In this section, we will examine some does preliminary preparation stages before a program is created on computers.

###### Step 1 – Problem Recognition

Recognizing the problem is one of the best ways to start a project, first of all, in this section, information about what the problem is and what it does.

After writing what the problem is, a brief information about how to solve the problem is usually prepared in this section.

###### Step 2 – Decomposition

Once the problem is defined, we divide the problem into parts (small parts to do) so that the problem is easy to solve.

Decomposition a problem down into parts can be difficult at times, but usually, every problem contains subproblems, below you can find an example of decomposition.

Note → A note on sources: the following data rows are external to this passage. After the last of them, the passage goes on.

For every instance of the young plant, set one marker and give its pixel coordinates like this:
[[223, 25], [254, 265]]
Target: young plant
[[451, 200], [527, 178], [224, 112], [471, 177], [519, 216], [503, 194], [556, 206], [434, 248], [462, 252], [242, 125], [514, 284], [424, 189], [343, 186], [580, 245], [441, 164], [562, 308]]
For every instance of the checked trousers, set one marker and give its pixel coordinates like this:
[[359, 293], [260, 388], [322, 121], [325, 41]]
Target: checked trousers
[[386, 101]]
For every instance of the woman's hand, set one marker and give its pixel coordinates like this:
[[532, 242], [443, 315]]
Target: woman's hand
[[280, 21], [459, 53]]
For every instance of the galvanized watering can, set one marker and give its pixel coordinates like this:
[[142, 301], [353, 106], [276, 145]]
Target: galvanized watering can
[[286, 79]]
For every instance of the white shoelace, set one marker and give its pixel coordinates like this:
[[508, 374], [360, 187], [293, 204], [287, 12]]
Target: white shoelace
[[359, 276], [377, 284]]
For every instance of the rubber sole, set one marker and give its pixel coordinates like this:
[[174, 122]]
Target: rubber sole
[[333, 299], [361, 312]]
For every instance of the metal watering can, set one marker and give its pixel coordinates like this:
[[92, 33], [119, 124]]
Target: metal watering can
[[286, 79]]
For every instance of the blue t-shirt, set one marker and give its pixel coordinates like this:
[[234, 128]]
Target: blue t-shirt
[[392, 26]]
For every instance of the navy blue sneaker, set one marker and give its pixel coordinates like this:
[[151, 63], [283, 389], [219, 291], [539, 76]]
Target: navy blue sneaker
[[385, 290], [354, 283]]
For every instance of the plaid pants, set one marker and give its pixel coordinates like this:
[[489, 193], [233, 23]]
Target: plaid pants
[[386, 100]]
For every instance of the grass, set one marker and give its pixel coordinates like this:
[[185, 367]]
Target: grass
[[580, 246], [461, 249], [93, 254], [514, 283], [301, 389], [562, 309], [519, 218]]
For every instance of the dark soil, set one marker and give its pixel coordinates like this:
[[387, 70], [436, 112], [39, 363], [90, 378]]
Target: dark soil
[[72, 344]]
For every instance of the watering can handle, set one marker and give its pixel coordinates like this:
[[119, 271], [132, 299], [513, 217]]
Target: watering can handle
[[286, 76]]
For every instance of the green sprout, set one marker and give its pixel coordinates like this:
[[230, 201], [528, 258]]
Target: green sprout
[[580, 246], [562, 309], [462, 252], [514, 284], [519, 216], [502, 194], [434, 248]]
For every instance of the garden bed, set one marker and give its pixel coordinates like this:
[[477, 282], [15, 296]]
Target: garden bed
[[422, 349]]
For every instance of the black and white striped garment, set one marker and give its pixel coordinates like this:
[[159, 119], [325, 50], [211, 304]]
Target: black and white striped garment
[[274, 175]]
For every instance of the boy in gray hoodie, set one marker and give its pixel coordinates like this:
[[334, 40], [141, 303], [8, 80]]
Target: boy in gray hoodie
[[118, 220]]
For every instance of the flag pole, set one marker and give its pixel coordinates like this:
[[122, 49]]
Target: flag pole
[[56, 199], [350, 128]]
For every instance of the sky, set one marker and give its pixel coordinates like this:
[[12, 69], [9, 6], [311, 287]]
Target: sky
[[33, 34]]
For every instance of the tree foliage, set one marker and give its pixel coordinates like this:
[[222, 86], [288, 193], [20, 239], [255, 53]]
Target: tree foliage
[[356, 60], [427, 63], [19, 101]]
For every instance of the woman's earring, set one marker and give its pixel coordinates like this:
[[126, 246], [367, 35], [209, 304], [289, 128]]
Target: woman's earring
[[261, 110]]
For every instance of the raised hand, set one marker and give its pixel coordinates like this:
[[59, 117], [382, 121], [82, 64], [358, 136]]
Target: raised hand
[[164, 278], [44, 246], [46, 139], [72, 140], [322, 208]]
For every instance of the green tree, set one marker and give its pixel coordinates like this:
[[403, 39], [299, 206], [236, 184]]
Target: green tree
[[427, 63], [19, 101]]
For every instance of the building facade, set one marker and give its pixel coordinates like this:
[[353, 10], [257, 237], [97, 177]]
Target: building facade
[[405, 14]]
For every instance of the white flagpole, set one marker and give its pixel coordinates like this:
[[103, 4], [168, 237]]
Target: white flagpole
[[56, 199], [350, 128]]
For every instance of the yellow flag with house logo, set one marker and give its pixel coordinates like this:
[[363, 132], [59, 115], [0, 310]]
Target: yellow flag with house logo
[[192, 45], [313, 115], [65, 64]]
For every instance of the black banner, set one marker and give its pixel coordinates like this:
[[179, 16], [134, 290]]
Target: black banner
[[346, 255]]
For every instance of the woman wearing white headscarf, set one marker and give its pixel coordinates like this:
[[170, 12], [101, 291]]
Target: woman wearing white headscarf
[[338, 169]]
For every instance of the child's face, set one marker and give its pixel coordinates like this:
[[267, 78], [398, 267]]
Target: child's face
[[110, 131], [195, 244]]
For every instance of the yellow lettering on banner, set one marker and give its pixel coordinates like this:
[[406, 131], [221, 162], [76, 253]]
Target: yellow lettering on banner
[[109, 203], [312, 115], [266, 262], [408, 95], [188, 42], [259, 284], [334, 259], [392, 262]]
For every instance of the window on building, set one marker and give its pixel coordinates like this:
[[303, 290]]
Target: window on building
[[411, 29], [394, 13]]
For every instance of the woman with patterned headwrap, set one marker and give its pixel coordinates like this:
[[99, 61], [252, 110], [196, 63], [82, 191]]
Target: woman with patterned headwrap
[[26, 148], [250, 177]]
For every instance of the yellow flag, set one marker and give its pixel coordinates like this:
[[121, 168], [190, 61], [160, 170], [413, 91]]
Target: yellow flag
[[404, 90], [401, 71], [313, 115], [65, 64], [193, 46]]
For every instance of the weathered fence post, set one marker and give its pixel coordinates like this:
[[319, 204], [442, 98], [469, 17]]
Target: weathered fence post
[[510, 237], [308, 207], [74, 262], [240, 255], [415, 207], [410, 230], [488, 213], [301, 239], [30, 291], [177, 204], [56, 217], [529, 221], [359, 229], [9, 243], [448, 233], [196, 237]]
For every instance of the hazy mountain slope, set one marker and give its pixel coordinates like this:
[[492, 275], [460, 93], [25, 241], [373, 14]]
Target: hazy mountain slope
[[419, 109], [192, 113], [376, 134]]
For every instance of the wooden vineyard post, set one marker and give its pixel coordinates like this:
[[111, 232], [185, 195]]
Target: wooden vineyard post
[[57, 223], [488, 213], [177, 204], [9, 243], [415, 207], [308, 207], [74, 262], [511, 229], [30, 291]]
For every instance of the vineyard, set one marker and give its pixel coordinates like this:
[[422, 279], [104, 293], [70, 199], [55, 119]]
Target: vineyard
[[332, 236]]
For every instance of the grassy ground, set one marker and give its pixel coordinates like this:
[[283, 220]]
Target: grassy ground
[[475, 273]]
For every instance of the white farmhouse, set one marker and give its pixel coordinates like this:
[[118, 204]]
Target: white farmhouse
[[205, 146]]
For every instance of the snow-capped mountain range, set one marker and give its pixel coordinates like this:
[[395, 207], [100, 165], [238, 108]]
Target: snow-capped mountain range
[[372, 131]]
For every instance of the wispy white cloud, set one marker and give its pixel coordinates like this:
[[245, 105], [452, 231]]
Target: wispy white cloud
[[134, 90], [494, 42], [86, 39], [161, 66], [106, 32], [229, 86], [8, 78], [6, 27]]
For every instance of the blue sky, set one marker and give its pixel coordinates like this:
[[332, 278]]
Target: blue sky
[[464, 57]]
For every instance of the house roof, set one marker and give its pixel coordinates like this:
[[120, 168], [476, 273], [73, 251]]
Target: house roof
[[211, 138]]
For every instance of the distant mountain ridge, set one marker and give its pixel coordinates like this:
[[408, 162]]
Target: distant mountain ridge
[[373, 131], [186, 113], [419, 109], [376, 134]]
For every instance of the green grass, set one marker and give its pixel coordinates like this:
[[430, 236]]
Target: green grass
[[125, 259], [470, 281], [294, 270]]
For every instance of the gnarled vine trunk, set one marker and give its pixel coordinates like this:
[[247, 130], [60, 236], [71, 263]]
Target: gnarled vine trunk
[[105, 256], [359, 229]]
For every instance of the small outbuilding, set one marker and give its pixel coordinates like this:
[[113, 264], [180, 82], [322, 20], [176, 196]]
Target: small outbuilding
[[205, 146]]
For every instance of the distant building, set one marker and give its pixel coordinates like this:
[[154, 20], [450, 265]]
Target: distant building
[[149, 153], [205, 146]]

These schemes may contain more subsections or sub-problems may vary. We have divided the face recognition system into 3 sub-problems so that our work will be easier while coding.

If divide your own problem into sub-parts, your efficiency and speed will increase, and it will also allow you to pass the programming phase faster.

###### Step 3 – Pattern Recognition

When we decompose a complex problem we often find patterns among the smaller problems we create. The patterns are similarities or characteristics that some of the problems share.

This method allows you to solve your problem more easily and effectively and prevents you from wasting your time on pre-built things.

Let’s give an easy example of molds, think of a car. The molds of the car can be a wheel, seat, etc. they do not change, but their features may vary, such as black sofa, such similarities can also be found in problems.

###### Step 4 – Abstraction

We may not need some the sub-fields that we have reserved in the Decomposition section, in such cases we filter unnecessary or less important titles with abstraction.

Let’s take a simple example, you are developing an animal recognition system and currently you just want to distinguish between a dog and a cat. fur color, age of the animal, etc. You may want to filter out unnecessary features.

Or if you want to calculate a loudness, it doesn’t matter whether the voice is male or female, removing this feature will allow you to reach the result faster and you will not waste time on something unimportant.

###### Computational Thinking Summary

Decomposition is breaking the problem into parts and preparing each part as a separate problem.

Pattern Recognition; to save time by using certain same features between problems.

Abstraction; It is to save time by removing unnecessary subsections that will not be used in problems.

## What are Algorithms?

Algorithms are broad enough to be a topic in their own right, which will be covered separately in this article. Some sources also put algorithms in computational thinking.

All of the steps created to solve a problem from beginning to end are called algorithms. Computational thinking steps are linked to a result by algorithms.

Algorithms are formed as a result of the visual or textual preparation of the operating style of the program.

###### Why Should You Use Algorithm?

Some people who are new to programming do not care about algorithms or even use them at all, instead, they try to write code directly with a programming language.

As a result, they either don’t finish any project or they just get bored until they do, but they could easily complete any project if they had planned before they started.

You should use algorithms to help you solve a problem, step-by-step programming is one of the best ways to solve a problem.

## Algorithms For Beginner

In this section, I will summarize the algorithms, talk about how you can create simple algorithms without going into flowcharts, and talk about the logic of algorithms.

I use draw.io to create algorithm diagrams, you can also use a different algorithm tool if you want.

###### Fundamentals of algorithm

There are a few basic rules in algorithms, the first of which is that every algorithm starts with start and ends with the end.

After starting with Start, the first action to be done is written on the screen with a square and connected to the next frame with an arrow.

If there is a condition in the operation to be done, 2 arrows are removed from the square, one is written No, one is Yes, and the algorithm continues in 2 parts.

###### Face Recognition Algorithm

The example we used in decomposition will now be used in algorithms. This algorithm will explain how a face recognition system works from start to finish.

Algorithm functioning; we separate the background, face scan is done, if it is in the data set, the phone is turned on, if not in a warning is given and it is returned to the beginning.

Here, thanks to the long arrow returned to Start, we create a loop so that the user can try face scan again.

## What is Pseudocode?

Let’s briefly summarize the pseudo-code, which is often compared with the algorithm. When used with algorithms, pseudo-code facilitates the programmer’s code writing process.

Pseudocodes are everyday speech-like expressions used in computer science when creating and transmitting algorithms and programs.

## Differences: Algorithm & Pseudocode

An algorithm is a precise specification for how to solve a problem. Pseudocode is an informal high-level description of the working principle of a computer program or other algorithm.

An algorithm helps to simplify and understand the problem. On the other hand, pseudocode is a method of developing algorithms.